1967: Sexual Offences Act 1967 – implemented the recommendations of the Wolfenden Report; partially legalising homosexual acts in the UK for men over the age of 21 years old, where the acts were conducted in private.
Whilst Wolfenden considered that the recommendations within the Report were proportionate, other members of the Committee were less enthusiastic. Committee member James Adair from Scotland announced that the legalisation would have ‘serious effects on the whole moral fabric of social life’. His opposition was highly influential in Scotland excluding itself from the legislative changes which followed from the Wolfenden Report. Scotland would subsequently introduce the same protections in 1980.
1982: The Homosexual Offences (Northern Ireland) Order 1982 decriminalised homosexual acts between two men over 21 years of age in private in Northern Ireland.
1986: Mark Rees, a trans-man, brought a case to the European Court of Human Rights, arguing that UK law prevented him from gaining legal status as male. The case was unsuccessful but the court noted the seriousness of issues facing trans people.
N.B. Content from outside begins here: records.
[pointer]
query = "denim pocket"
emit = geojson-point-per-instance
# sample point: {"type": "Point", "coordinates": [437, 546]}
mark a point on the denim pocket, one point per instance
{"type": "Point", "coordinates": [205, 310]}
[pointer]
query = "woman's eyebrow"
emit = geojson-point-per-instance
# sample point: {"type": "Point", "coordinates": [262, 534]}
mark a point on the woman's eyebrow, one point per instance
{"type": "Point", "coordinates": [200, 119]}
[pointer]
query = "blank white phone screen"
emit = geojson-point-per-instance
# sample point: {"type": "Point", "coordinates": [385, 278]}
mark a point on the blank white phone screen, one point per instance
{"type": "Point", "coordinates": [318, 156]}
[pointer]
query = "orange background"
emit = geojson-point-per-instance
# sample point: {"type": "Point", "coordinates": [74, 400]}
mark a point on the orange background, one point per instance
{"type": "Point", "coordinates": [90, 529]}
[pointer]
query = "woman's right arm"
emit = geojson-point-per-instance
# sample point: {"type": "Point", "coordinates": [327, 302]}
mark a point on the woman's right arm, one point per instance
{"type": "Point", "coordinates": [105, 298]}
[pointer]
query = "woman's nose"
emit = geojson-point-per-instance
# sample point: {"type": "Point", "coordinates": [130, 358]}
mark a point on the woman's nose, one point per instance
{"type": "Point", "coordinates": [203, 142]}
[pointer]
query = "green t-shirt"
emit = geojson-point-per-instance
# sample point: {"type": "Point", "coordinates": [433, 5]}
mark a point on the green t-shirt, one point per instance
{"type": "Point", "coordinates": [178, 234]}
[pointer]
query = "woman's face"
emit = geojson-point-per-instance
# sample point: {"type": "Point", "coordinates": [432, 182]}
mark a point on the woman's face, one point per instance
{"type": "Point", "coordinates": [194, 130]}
1988: Section 28 of the Local Government Act 1988 banned the promotion of homosexuality, including in schools and through council educational materials and projects.
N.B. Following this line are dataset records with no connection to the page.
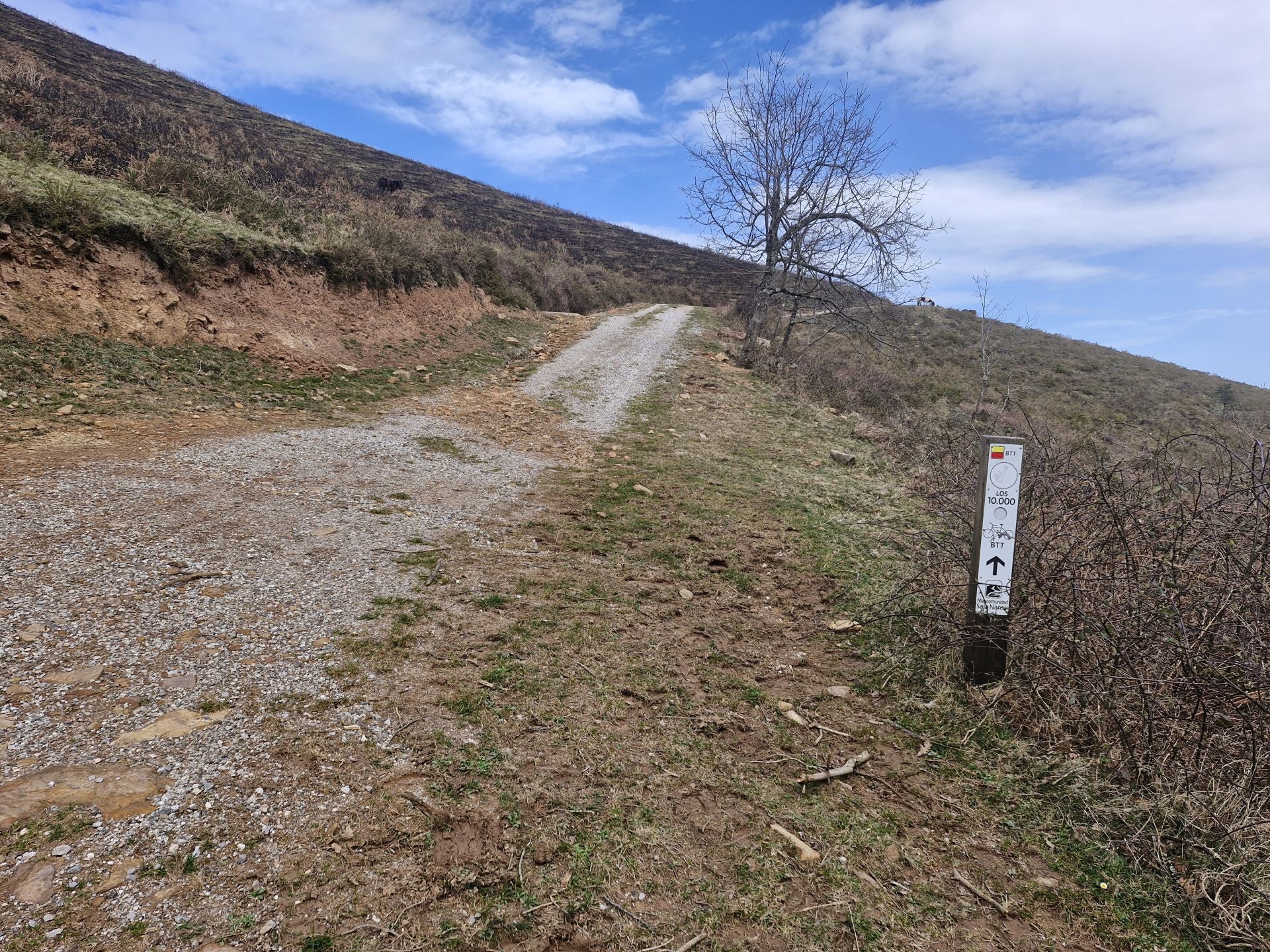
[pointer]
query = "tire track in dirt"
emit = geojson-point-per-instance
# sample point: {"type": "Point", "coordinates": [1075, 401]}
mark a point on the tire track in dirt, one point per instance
{"type": "Point", "coordinates": [215, 580]}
1994: Conservative MP Edwina Currrie introduced an amendments to lower the agree of consent for male homosexual acts from 21 to 16 years old, to reflect that of heterosexual acts. The vote was defeated. The age of consent was then lowered to the age of 18 for male homosexual acts.
2000: the European Court of Human Rights rules that it was unlawful to ban homosexual men and women from the armed forces. The Labour Government responded by confirming that this would no longer be policy; however it was not formally repealed until the Armed Forces Act 2016.
2003: Section 28 of the Local Government Act 1988 was repealed.
2004: the Civil Partnership Act 2002 – allowed same-sex couples to enter into legally binding partnerships.
2005: the Gender Recognition Act 2004 allowed trans people to acquire a new birth certificate.
2005: The first civil partnership took place at 11am on 5 December 2005.
2007: The Equality Act (Sexual Orientation) Regulations becomes law on 30 April making discrimination against lesbians and gay men in the provision of goods and services illegal.
2008: The Human Fertilisation and Embryology Act 2008 equalises treatment of lesbian parents and their children to equal access to legal presumption of parentage.
2010: The Equality Act 2010 – joined many pieces of existing legislation and added protection for trans people, providing LGBTQ+ people with protections from workplace discrimination, harassment and victimisation.
2013: The Marriage (Same-Sex Couples) Act 2013 – providing same-sex couple in England and Wales the opportunity to enter into legally recognised marriages.
2013: The Queen grants Alan Turing a posthumous pardon.
2014: The Marriage and Civil Partnership (Scotland) Act 2014, incorporated the right to marry into Scottish law.
2017: In April 2017, a private Member’s Bill was drafted by Conservative MP, John Glen, for the Merchant Shipping (Homosexual Conduct) Act 2017. The act repealed parts of the Criminal Justice and Public Order Act 1994 that allowed homosexual acts to be grounds for dismissal from the crew of merchant ships, and was in effect swiftly after Royal Assent.
2020: Northern Ireland (Executive Formation etc) Act 2019 incorporated the right to marry into the legislation of Northern Ireland.
2021: In the 2021 Queen’s Speech, the Queen announced that a ban on conversion therapy would be brought forward by Parliament.
2022: The Government announced that the pardons scheme, established in 2017 (commonly known as ‘Turing’s Law’), would be expanded to include all convictions under no-longer criminalised acts related to homosexual activity.